Zen estimation - bare minimum iteration planning
December 14, 2015 in Engineering philosophyI think agile story estimation à la planning poker isn’t agile any more. It breeds too much verbal discussion that doesn’t lead to improving productivity. The ability to put down a number produces false confidence in expected outcomes by letting you wrap an unknown and undefined number of complications into a clean-looking (albeit higher) estimate. What you are really saying with that number is that you don’t know how long the task will take.
I made up a new way of estimating software development scope (as a thought experiment this morning). I call it… zen estimation.
- Scope is broken down into stories. A story is the business deliverable unit. Requirements are shared on the story level.
- Stories consist of tasks. A task is the unit of work. To start with, a story is treated as one task.
- Every task is worth 1 point. A story is worth the number of its tasks. So, at the beginning, every story is worth 1 point.
- If a story or task feels too big for 1 point, list its steps and break it down into several tasks.

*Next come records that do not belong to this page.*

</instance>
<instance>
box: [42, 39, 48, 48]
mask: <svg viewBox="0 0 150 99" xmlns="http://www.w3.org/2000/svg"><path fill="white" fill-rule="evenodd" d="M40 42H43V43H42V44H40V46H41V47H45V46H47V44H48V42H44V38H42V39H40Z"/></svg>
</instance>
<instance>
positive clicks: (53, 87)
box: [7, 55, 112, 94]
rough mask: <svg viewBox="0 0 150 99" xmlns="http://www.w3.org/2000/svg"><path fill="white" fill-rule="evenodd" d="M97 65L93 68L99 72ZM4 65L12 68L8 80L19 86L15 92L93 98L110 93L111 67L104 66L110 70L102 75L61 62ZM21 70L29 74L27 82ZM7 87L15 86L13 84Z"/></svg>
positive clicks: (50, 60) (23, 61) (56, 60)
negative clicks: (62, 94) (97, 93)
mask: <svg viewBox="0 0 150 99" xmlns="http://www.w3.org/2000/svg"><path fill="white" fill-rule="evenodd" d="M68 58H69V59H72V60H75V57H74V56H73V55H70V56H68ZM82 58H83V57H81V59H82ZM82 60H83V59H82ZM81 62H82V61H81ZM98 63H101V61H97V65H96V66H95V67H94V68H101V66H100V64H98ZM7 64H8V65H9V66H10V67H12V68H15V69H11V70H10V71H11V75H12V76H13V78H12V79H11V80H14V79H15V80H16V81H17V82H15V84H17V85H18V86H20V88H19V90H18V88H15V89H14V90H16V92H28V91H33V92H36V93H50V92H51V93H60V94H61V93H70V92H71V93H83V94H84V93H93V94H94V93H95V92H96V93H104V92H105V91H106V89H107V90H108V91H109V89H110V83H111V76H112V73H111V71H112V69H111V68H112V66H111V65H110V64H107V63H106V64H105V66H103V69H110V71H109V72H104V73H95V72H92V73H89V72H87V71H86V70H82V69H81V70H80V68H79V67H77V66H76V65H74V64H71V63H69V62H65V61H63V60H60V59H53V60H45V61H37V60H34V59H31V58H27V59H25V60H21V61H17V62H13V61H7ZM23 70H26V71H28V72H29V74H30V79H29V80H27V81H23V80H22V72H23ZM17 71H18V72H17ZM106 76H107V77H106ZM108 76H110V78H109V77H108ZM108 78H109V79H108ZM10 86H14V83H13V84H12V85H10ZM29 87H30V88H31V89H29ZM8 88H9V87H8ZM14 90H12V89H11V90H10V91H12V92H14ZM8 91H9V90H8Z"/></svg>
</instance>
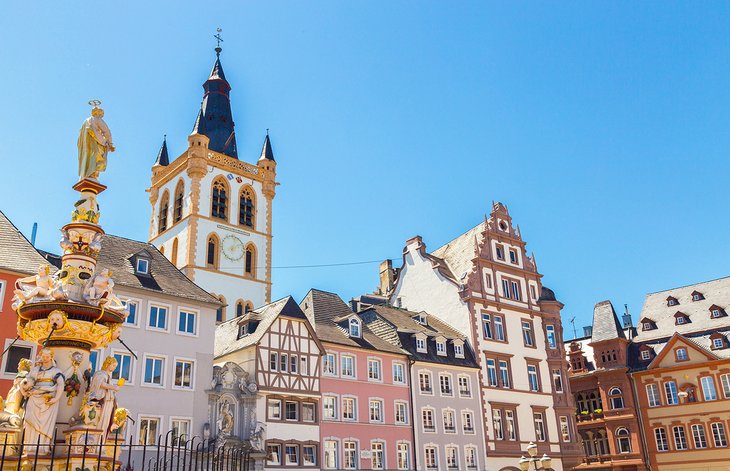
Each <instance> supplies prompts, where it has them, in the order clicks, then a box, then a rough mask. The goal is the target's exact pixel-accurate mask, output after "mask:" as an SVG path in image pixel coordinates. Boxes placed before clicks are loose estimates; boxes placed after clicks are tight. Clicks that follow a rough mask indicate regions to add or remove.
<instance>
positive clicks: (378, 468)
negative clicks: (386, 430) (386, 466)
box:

- If a task feels too small for 1 point, wrap it up into the next task, and don’t dive into too much details next time.
- If a story feels too small for 1 point, you are underestimating the cost of testing and writing specs.
- If a story is too vague or needs investigation, do that investigation before committing to the scope. If that is not possible, add investigation as a separate task (now the story has two tasks worth one point each).
- How much is one point? You should always be able to finish off one point in a day’s work. (Knowing the variance in programmer productivity, it is vain to give a better definition.)
- If you end up with tasks that take more than a day, your planning is not good enough.
I feel like this approach to estimating would bring focus from fiddling with abstract numbers of “points” to planning out work into actionable steps.